Confused with implicit pointer dereference when assigning a pointer to interface in Go

Question

I am new to Go, and I am studying its interface feature.

Here is the code:

package main

import (
        "fmt"
        "reflect"
)

type Integer int

func (a Integer) Less(b Integer) bool {
        return a < b
}

func (a *Integer) Add(b Integer) {
        *a += b
}

type LessAdder interface {
        Less(b Integer) bool
        Add(b Integer)
}

var a Integer = 1

var b LessAdder = &a

func main() {
        fmt.Println(reflect.TypeOf(b))
        fmt.Println(b.Less(2))
        b.Add(a)
        fmt.Println(a)

}

And it will output the the following:

*main.Integer
true
2

Well, this works pretty well.

The Point is: How var b LessAdder = &a works. Does the pointer auto-dereference happens right here, or when b invokes member method?

The output *main.Integer tells us that b is a pointer to type Integer, hence it is the second case.

Then the tricky thing comes: when I add fmt.Pringln(*b) to the code, the compiler comes with an error:

 demo/demo1
./demo1.go:31: invalid indirect of b (type LessAdder)

And it confuses me. Since b is a pointer type to Integer, then dereferencing it should work. But why not?

Answer 1

Your last sentence:

"Since b is a pointer type to Integer, then dereferencing it should work."

Stop right there. b is not a variable of pointer type and therefore you can't dereference it.

It is a variable of interface type which is schematically a pair of a value and a type (value,type), holding &a as the value and *Integer as the type (blog article The Laws of Reflection, section The representation of an interface).

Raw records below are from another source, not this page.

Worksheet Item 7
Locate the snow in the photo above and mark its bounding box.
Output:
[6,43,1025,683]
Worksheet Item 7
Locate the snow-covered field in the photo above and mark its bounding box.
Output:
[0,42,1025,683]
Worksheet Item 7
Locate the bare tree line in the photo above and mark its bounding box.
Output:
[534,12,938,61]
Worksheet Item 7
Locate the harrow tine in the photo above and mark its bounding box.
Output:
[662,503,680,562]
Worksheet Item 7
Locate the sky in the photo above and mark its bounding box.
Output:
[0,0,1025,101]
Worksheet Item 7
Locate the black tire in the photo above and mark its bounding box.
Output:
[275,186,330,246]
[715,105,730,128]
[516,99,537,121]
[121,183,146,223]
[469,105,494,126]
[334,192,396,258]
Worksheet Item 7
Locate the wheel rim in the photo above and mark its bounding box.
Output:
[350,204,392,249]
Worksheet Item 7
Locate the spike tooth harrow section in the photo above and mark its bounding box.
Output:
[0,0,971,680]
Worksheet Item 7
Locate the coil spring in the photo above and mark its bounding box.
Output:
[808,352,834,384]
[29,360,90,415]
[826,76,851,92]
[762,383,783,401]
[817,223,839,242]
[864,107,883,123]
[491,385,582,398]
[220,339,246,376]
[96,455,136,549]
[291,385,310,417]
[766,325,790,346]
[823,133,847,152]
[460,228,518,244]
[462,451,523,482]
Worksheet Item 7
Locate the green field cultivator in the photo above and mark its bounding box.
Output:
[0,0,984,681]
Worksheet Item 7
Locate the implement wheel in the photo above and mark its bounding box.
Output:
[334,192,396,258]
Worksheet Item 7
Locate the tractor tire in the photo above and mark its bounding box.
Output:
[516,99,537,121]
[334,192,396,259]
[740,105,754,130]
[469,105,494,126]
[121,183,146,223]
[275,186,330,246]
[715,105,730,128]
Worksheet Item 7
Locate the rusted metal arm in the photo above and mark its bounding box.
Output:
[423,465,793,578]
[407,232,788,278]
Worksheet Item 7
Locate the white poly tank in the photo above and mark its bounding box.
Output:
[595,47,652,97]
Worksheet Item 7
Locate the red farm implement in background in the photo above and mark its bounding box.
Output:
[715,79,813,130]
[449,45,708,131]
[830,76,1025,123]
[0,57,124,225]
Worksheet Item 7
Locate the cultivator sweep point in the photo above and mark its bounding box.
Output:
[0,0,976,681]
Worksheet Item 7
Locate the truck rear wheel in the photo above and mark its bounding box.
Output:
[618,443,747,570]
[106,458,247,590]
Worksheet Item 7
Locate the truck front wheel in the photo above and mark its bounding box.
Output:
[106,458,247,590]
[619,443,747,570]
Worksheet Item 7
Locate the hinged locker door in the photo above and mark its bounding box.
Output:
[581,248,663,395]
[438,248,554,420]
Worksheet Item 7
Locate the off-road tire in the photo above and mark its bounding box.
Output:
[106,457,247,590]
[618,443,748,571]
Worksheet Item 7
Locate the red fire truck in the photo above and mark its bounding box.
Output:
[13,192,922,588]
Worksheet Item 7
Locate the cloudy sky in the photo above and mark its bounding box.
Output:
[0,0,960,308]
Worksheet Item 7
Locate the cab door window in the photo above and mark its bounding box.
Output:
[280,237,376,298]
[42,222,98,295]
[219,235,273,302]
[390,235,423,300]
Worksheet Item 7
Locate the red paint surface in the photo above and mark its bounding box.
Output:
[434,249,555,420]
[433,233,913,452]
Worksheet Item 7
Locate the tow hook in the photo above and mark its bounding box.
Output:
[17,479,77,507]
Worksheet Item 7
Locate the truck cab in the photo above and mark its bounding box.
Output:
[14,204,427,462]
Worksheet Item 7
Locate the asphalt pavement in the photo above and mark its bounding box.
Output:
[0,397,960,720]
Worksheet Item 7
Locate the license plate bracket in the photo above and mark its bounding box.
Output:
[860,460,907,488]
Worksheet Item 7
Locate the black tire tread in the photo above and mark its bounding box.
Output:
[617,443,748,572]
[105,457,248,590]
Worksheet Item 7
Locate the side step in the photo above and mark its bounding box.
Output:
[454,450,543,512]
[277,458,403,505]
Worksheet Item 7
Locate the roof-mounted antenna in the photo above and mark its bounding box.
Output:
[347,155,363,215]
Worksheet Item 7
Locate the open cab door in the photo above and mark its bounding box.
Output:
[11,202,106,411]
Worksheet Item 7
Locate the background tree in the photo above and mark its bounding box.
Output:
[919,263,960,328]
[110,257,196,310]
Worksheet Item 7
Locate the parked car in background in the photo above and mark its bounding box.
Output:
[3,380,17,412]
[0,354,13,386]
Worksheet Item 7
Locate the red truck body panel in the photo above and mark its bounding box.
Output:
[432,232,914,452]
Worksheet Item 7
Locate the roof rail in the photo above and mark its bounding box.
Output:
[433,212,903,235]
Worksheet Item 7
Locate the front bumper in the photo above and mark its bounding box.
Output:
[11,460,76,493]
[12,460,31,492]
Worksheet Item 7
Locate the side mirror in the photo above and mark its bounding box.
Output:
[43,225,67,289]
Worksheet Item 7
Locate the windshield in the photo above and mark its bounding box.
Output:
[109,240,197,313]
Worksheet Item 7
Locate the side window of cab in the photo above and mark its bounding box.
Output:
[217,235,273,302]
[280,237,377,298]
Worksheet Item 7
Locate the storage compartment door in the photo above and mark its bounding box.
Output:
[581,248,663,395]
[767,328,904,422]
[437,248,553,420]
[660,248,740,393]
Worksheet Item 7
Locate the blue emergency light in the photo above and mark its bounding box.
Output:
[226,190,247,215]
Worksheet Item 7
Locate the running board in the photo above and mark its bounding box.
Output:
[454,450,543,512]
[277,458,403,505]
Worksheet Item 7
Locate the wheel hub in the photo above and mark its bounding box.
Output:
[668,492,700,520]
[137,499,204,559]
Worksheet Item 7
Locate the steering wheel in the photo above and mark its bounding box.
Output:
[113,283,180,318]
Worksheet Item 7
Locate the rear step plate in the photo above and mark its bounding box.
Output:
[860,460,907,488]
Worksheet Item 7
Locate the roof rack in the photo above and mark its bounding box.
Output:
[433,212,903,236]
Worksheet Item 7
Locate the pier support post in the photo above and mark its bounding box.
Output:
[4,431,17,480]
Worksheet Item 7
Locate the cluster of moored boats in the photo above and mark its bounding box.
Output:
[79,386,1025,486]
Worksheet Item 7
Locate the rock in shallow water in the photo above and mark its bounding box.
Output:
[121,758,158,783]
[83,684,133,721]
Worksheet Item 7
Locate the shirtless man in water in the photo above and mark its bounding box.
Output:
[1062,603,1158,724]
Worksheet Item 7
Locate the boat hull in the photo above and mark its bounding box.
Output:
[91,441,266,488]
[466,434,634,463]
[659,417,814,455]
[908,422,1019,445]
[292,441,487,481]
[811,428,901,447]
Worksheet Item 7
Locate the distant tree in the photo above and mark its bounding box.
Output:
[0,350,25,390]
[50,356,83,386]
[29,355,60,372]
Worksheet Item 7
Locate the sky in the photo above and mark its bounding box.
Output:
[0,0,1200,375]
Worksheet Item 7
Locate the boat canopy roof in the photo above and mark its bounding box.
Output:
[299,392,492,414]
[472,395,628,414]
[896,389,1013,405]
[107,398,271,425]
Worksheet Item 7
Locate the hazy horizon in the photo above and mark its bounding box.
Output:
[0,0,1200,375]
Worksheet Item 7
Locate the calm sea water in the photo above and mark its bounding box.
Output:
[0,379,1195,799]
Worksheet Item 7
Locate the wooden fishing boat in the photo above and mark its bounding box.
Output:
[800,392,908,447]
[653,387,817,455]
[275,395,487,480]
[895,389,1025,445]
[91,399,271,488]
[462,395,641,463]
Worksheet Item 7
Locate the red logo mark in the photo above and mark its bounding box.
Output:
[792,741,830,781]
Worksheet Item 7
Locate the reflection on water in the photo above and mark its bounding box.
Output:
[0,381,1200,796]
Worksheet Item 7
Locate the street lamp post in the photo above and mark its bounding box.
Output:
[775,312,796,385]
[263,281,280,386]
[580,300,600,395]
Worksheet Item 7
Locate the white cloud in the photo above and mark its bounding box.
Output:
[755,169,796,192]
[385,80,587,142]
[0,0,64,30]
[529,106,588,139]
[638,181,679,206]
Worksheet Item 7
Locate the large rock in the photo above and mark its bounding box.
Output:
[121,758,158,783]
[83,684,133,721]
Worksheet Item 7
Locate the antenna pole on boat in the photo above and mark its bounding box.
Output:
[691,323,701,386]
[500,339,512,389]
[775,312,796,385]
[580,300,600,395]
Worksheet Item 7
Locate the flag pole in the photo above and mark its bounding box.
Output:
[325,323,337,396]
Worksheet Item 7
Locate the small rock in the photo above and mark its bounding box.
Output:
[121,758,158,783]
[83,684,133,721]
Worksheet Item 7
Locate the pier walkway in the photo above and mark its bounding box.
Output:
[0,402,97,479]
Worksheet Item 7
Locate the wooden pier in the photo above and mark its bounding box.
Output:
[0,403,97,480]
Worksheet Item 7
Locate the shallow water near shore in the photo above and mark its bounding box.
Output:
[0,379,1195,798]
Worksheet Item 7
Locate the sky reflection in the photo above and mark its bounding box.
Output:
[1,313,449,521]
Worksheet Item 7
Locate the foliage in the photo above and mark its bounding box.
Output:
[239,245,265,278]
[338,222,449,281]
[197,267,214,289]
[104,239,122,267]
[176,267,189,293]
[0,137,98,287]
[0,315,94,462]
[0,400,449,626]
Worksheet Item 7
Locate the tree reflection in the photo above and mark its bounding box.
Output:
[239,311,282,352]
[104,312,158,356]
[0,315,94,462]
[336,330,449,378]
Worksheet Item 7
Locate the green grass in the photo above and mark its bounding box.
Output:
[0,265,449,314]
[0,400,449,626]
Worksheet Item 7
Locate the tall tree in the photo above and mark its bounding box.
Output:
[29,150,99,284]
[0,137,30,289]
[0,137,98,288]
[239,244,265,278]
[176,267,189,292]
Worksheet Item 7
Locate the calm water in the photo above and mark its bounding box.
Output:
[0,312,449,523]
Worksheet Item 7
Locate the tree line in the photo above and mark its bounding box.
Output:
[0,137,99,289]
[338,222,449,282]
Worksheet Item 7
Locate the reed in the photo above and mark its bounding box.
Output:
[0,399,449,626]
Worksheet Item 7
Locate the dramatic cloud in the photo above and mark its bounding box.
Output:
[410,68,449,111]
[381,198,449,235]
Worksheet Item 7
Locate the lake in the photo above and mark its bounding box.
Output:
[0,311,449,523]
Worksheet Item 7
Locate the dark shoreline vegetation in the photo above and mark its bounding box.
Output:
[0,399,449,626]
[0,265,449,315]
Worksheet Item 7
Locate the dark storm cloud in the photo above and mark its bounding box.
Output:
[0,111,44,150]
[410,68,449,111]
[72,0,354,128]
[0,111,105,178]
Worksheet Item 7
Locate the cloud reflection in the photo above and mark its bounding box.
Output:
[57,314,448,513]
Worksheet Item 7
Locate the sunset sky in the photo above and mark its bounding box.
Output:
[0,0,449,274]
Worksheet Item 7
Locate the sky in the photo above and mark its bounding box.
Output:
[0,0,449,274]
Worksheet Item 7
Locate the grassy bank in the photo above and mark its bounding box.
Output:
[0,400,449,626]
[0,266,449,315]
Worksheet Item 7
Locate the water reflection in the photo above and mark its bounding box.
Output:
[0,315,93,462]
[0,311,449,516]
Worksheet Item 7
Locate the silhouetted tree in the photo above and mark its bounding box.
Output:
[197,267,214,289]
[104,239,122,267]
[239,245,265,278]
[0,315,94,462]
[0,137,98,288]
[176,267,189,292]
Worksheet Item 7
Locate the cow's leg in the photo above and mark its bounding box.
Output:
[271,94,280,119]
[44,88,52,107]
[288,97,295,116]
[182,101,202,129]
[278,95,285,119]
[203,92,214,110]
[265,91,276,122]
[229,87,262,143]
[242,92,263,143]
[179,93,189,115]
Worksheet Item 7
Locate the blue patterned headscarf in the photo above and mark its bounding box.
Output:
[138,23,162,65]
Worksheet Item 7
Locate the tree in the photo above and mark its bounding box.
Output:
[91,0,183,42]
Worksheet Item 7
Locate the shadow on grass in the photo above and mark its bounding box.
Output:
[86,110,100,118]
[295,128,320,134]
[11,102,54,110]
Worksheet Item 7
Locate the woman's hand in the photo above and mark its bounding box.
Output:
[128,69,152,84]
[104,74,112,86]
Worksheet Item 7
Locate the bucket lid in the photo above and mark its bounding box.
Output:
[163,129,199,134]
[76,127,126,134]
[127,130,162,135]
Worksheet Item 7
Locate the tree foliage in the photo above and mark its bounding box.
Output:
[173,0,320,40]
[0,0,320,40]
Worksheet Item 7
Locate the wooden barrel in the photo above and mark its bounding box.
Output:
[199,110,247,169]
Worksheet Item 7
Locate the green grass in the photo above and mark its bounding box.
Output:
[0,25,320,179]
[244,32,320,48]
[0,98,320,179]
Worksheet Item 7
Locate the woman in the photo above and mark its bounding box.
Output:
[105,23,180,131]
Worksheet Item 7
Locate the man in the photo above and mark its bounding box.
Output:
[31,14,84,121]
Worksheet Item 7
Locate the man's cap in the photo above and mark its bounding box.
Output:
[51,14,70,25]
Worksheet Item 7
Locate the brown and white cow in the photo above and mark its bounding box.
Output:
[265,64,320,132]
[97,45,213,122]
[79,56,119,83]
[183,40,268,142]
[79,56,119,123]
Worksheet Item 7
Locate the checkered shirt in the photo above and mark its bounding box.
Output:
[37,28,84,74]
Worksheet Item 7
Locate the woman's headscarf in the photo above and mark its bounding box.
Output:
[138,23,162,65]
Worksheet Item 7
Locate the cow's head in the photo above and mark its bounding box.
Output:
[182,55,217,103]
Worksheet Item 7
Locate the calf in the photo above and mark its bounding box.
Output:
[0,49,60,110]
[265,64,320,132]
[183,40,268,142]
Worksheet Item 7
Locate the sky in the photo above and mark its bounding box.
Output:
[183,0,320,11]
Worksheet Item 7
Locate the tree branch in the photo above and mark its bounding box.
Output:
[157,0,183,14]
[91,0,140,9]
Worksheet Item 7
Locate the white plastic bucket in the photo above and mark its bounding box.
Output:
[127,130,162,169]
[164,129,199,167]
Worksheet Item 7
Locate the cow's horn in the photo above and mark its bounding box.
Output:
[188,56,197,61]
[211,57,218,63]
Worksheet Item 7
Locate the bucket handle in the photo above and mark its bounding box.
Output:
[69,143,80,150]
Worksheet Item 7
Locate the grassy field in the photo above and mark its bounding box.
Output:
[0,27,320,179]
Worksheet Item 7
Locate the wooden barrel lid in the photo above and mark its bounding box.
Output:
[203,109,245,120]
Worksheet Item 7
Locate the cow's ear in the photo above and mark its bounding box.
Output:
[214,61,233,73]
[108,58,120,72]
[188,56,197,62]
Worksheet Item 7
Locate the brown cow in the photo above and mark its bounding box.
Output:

This is a declaration of a variable of pointer type, *Integer:

var ip *Integer

And this is one of an interface type:

var intf LessAdder

When you do this:

var b LessAdder = &a

What happens is that an interface value (of type LessAdder) is created automatically/implicitly which will hold the value &a (and the type *Integer). This is a valid operation because the type of &a (which is *Integer) implements the interface LessAdder: the method set of *Integer is a superset of the interface LessAdder (in this case they are equal, the method set of an interface type is its interface).

Now when you call b.Less(2), since Less() has a value receiver, the pointer will be dereferenced and a copy of the pointed value will be made and used/passed as the value receiver of the method Less().

fmt.Println(reflect.TypeOf(b)) doesn't lie, but it will print the dynamic type of b. The dynamic type of b is indeed *Integer, but the static type of b is LessAdder and the static type is what determines what you can do with a value and what operators or methods are allowed on it.

Answer 2

LessAdder is declared as an interface with the methods Less and Add. Since Add is declared with a receiver of *Integer, a *Integer can be a LessAdder; an Integer can't. When you do var b LessAdder = &a, it's the pointer to a that's stored in the interface b.

The automatic indirection occurs at the call to b.Less(2), because both methods on *Integer and methods on Integer contribute to the method set of *Integer.

You can't use *b because although b contains a *Integer, statically its type is LessAdder, not *Integer. Leaving aside the representation of interfaces, LessAdder isn't a pointer type, and *b, if it was allowed, would have no expressible type at all.

You can use a type assertion to access b as an Integer * again; b.(*Integer) is an expression of type *Integer, and *b.(*Integer) is an Integer. Both of these will run-time panic if the value in b is not a *Integer after all.